How Doctors Interpret the Results
The diagnostic process follows a clear pattern. Your doctor will start with one of the three screening tests above, chosen based on your situation. If that first result comes back abnormal, you’ll take a different type of test to confirm. Two abnormal results from two different tests is the threshold for moving forward with a diagnosis.
If two different tests both come back normal, high cortisol is effectively ruled out (with a rare exception for cyclical cases where cortisol spikes intermittently). If results are mixed, with one test abnormal and another normal, further evaluation is needed to sort out whether the abnormal result was a false positive from stress, medication, or alcohol.
Once excess cortisol is confirmed, the next step is figuring out where it’s coming from. This might involve additional blood tests measuring ACTH (the hormone that tells your adrenal glands to produce cortisol) or a specialized procedure called inferior petrosal sinus sampling, where blood is drawn from veins near the pituitary gland to determine whether a small tumor there is driving the overproduction.
Who Should Be Tested
Cortisol testing isn’t recommended as a general screening tool. The Endocrine Society guidelines identify specific groups where testing makes sense:
- People with features unusual for their age, such as osteoporosis or high blood pressure developing earlier than expected
- People with multiple worsening symptoms, particularly the classic combination of weight gain (especially in the face and midsection), thinning skin, easy bruising, and purple stretch marks
- Children whose height percentile is dropping while their weight percentile is climbing
- People with an adrenal mass found incidentally on imaging done for another reason
At-Home Kits vs. Lab-Ordered Tests
Consumer saliva kits for cortisol are widely available online, and the underlying science is sound.
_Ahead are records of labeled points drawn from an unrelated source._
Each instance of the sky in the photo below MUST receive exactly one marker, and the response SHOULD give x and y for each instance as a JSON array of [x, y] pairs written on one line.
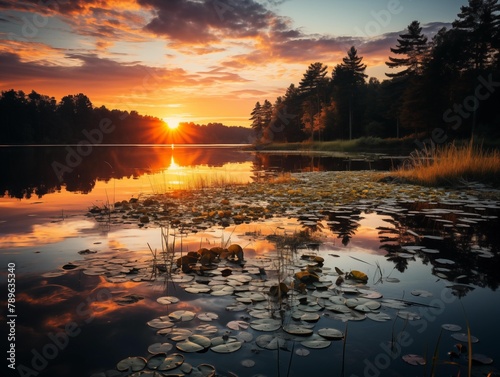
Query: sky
[[196, 61]]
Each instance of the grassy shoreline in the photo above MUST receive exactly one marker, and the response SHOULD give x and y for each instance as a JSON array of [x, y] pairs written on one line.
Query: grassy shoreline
[[364, 144], [448, 164]]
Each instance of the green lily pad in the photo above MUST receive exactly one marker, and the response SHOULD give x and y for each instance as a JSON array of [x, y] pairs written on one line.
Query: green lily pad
[[182, 316], [297, 330], [462, 337], [316, 342], [265, 324], [451, 327], [206, 370], [331, 333], [194, 343], [160, 348], [207, 316], [178, 335], [232, 345], [238, 325], [134, 364], [161, 323], [270, 342], [414, 359], [167, 300], [171, 362]]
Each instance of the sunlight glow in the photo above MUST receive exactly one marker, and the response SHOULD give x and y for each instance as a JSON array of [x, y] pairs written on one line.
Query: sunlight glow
[[172, 122]]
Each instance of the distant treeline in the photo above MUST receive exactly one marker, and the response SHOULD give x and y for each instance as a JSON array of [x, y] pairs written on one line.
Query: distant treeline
[[443, 88], [39, 119]]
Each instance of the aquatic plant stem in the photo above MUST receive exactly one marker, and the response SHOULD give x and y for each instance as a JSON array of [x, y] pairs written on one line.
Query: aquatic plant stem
[[342, 373], [435, 356], [469, 343]]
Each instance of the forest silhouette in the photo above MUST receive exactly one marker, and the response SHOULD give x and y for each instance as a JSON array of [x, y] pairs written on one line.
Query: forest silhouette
[[443, 88]]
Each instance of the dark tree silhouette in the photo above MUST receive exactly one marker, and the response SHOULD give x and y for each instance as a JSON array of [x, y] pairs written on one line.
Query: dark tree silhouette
[[353, 71], [479, 20], [412, 45]]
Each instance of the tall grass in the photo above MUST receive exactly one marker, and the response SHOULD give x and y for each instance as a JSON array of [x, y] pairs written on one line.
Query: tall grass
[[451, 165]]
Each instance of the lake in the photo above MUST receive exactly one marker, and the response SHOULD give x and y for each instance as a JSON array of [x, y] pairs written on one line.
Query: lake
[[395, 273]]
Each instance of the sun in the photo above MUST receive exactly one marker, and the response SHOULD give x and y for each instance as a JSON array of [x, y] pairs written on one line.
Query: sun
[[172, 122]]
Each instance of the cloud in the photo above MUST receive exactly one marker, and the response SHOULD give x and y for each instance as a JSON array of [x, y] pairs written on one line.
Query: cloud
[[200, 22]]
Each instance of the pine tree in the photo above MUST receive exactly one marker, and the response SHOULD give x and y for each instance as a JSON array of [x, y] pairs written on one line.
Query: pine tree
[[256, 118], [413, 45], [350, 75], [314, 79], [480, 22]]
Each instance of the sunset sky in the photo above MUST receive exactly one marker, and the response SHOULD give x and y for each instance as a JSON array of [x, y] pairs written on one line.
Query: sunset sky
[[195, 60]]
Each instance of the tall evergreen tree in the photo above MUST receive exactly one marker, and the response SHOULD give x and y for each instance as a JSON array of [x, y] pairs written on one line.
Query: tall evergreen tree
[[314, 79], [313, 88], [354, 74], [413, 46], [256, 118], [480, 20]]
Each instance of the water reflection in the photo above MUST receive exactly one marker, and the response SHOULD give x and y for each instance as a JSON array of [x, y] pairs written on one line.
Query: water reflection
[[461, 244], [39, 171]]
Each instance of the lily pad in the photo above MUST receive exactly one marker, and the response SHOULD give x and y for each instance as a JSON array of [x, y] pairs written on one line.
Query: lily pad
[[232, 345], [302, 352], [297, 330], [414, 359], [410, 316], [331, 333], [379, 317], [238, 325], [167, 300], [178, 335], [421, 293], [195, 343], [171, 362], [161, 323], [134, 364], [451, 327], [160, 348], [270, 342], [265, 324], [248, 363], [207, 316], [482, 359], [462, 337], [181, 315], [205, 370]]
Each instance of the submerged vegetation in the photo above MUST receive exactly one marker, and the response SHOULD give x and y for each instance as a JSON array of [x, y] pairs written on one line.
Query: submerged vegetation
[[452, 165]]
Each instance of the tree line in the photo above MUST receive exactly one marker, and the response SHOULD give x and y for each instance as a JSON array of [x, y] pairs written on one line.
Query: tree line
[[444, 87], [39, 119]]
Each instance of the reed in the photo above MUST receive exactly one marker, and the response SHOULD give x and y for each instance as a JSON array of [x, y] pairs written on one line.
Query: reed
[[452, 165]]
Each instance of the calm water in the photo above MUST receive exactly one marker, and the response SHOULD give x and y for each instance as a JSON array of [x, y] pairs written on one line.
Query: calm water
[[72, 325]]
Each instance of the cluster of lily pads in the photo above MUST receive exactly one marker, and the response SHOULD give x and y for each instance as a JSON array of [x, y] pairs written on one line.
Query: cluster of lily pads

Saliva testing for cortisol is considered reliable and well-validated compared to blood testing. However, a home kit result on its own won’t get you a diagnosis. Clinical guidelines require at least two abnormal results from validated tests, and the interpretation depends on knowing exactly when the sample was collected, what medications you’re taking, and whether collection instructions were followed precisely.
A home kit can be a reasonable starting point if you’re curious and want data before scheduling an appointment. But if you’re experiencing symptoms that concern you, getting tested through a doctor ensures the results are processed by a certified lab, timed correctly, and interpreted alongside your medical history. It also means you can move directly to confirmatory testing if the first result is abnormal, rather than starting the process over.